RBI repo rate cut to 5.25% after MPC backs 25 bps reduction

Hyderabad: The RBI repo rate cut by 25 basis points marked a major move to support India’s economic growth. The Monetary Policy Committee, chaired by RBI Governor Sanjay Malhotra, voted unanimously to reduce the rate from 5.5 percent to 5.25 percent. This decision came amid improving macroeconomic indicators and stable inflation levels.

Governor Malhotra said the central bank initiated additional steps to strengthen liquidity. The RBI will purchase ₹1 lakh crore worth of government securities through open market operations. He also announced a dollar–rupee swap of up to USD 5 billion to further ease conditions in the financial system.

Economic growth reached 8.2 percent in the second quarter of the current financial year, while inflation dropped to 1.7 percent. Malhotra described the period as a “golden phase” for India’s economy. With inflation staying within a comfortable range, he said the rate cut became feasible. As a result, the RBI revised the GDP growth forecast from 6.8 percent to 7.3 percent.

RBI repo rate cut supported by stable inflation and strong forex reserves

The central bank will continue with a neutral policy stance. Malhotra recalled that interest rates remained unchanged in the August and October reviews due to inflation risks.
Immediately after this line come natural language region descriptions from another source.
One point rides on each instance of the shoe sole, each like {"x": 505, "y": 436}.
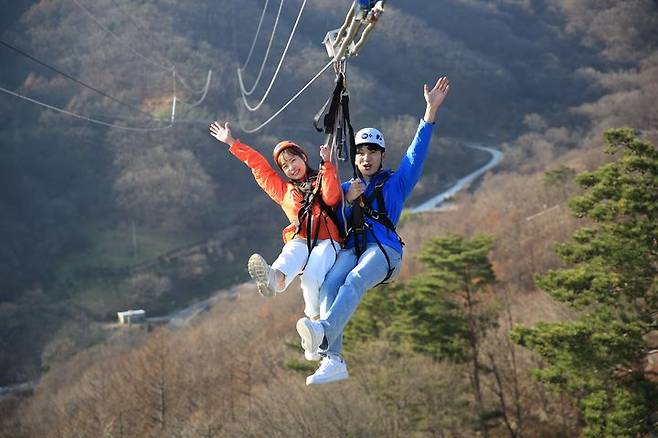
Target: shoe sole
{"x": 332, "y": 379}
{"x": 306, "y": 334}
{"x": 257, "y": 267}
{"x": 312, "y": 357}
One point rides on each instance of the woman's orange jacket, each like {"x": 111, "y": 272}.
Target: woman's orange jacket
{"x": 289, "y": 197}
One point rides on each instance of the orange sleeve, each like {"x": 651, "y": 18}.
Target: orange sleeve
{"x": 266, "y": 177}
{"x": 331, "y": 191}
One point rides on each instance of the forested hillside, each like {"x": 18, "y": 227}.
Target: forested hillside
{"x": 95, "y": 219}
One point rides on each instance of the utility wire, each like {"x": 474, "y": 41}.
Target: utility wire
{"x": 276, "y": 72}
{"x": 253, "y": 43}
{"x": 171, "y": 65}
{"x": 203, "y": 96}
{"x": 262, "y": 65}
{"x": 81, "y": 117}
{"x": 74, "y": 79}
{"x": 116, "y": 37}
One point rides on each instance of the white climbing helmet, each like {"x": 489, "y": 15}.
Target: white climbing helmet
{"x": 370, "y": 136}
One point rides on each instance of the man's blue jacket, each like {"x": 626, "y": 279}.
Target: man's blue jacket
{"x": 396, "y": 190}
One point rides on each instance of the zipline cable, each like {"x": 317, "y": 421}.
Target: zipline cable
{"x": 308, "y": 84}
{"x": 243, "y": 90}
{"x": 278, "y": 68}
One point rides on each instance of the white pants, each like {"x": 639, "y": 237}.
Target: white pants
{"x": 291, "y": 262}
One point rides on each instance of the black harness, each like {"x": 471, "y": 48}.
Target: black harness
{"x": 311, "y": 195}
{"x": 360, "y": 227}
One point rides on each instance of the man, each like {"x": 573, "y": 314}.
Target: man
{"x": 380, "y": 195}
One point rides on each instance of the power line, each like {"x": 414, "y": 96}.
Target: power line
{"x": 146, "y": 33}
{"x": 253, "y": 43}
{"x": 276, "y": 72}
{"x": 116, "y": 37}
{"x": 74, "y": 79}
{"x": 262, "y": 65}
{"x": 81, "y": 117}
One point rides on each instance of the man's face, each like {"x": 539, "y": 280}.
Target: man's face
{"x": 368, "y": 159}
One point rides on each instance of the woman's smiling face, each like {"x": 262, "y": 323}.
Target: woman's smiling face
{"x": 293, "y": 166}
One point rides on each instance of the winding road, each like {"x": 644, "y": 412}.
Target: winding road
{"x": 435, "y": 201}
{"x": 181, "y": 317}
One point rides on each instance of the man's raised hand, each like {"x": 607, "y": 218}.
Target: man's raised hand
{"x": 434, "y": 97}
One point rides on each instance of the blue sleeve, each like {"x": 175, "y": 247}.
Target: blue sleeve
{"x": 348, "y": 209}
{"x": 411, "y": 166}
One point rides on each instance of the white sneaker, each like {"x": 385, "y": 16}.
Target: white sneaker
{"x": 332, "y": 369}
{"x": 311, "y": 332}
{"x": 312, "y": 356}
{"x": 263, "y": 274}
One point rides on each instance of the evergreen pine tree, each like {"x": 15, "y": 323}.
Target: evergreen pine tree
{"x": 598, "y": 357}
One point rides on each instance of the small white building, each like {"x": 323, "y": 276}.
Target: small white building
{"x": 132, "y": 317}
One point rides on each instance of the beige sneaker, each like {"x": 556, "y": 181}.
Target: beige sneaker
{"x": 263, "y": 274}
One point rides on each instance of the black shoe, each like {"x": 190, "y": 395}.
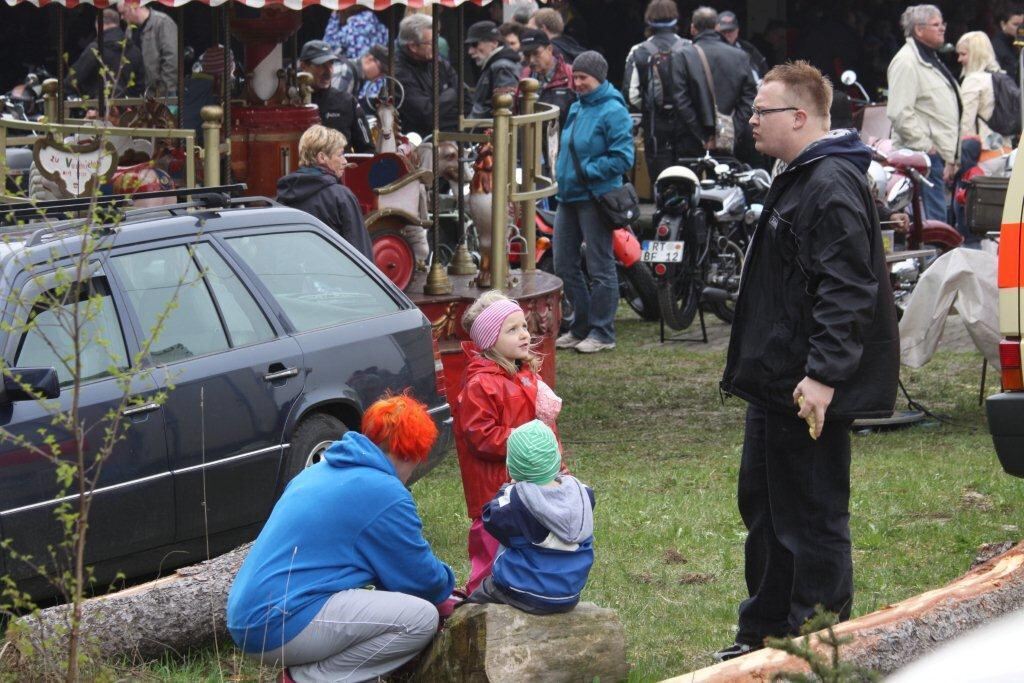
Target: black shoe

India’s foreign exchange reserves touched a record USD 686 billion, enough to cover 11 months of imports. However, he warned that global trade uncertainty and geopolitical tensions still posed risks to the economy.

The RBI repo rate cut may allow banks to reduce lending rates. The final impact, however, will depend on how quickly commercial banks pass on the benefits to borrowers.